Majid's partner, Shahid Ahmed Bhatti was given a 24-month suspension, plus a 16-month prison sentence, as well as a victim surcharge for the part he played in the fraud. The duo founded a company in the West Midlands called "Empire Legal Solutions," where they pretended to offer legitimate advice on tier 2 work permit options, visas, and immigration. Mr. Majid posed as a solicitor, while the pair took money from unsuspecting members of the public.
After being caught out offering fake UK visas advice, Mr. Majid pleaded guilty to providing unqualified immigration advice (five counts), and one count of false representation fraud. Mr. Bhatti pleaded guilty to only one count of fraud by false reputation, and one count of providing unqualified advice on UK immigration.
The judge in the case reprimanded both parties for their unethical actions in pretending to be UK immigration consultants. He told each man that they had pretended to be UK immigration lawyers when they knew that they were unqualified and that they had "bungled" applications that caused one client to face removal from the UK.

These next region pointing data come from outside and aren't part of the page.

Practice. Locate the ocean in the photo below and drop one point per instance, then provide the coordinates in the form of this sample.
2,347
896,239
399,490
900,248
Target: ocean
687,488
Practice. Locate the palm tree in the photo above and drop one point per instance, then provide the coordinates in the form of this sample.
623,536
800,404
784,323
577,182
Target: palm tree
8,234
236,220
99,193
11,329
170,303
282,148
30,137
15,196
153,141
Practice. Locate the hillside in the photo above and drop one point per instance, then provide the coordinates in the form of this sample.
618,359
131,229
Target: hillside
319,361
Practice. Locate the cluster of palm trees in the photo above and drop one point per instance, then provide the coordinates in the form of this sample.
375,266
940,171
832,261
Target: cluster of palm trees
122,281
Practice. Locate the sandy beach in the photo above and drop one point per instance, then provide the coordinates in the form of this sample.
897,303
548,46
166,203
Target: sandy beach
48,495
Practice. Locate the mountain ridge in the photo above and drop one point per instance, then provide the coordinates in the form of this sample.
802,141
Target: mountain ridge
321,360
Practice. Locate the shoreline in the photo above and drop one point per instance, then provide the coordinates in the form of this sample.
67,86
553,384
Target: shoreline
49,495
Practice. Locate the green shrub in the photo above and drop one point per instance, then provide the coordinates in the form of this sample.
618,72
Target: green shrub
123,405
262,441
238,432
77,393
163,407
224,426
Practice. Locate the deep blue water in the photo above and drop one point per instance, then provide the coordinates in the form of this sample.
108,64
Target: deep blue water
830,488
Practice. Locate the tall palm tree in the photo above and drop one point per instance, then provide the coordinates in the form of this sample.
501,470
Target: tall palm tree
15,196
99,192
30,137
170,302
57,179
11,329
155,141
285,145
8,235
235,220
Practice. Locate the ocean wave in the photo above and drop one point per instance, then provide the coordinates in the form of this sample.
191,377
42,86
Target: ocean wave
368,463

The behaviour of the two fake consultants was described as "despicable" by the UK courts, who pointed out that offences of this nature are designed to pray on people who are in a particularly vulnerable situation. In any occasion, applying for UK visas requires a person to have the correct support and guidance, and the two men charged with fraud, in this case, were defined as both "greedy" and "incompetent."
In a press release about the fraudulent UK immigration lawyers' case, Dr. Ian Leigh, a deputy immigration services commissioner said that both Shahid Ahmed and Safhir Majid had set up a criminal enterprise to take money from people who needed UK work permit help. In these severe cases, the commissioner was thrilled with the harsh sentences given.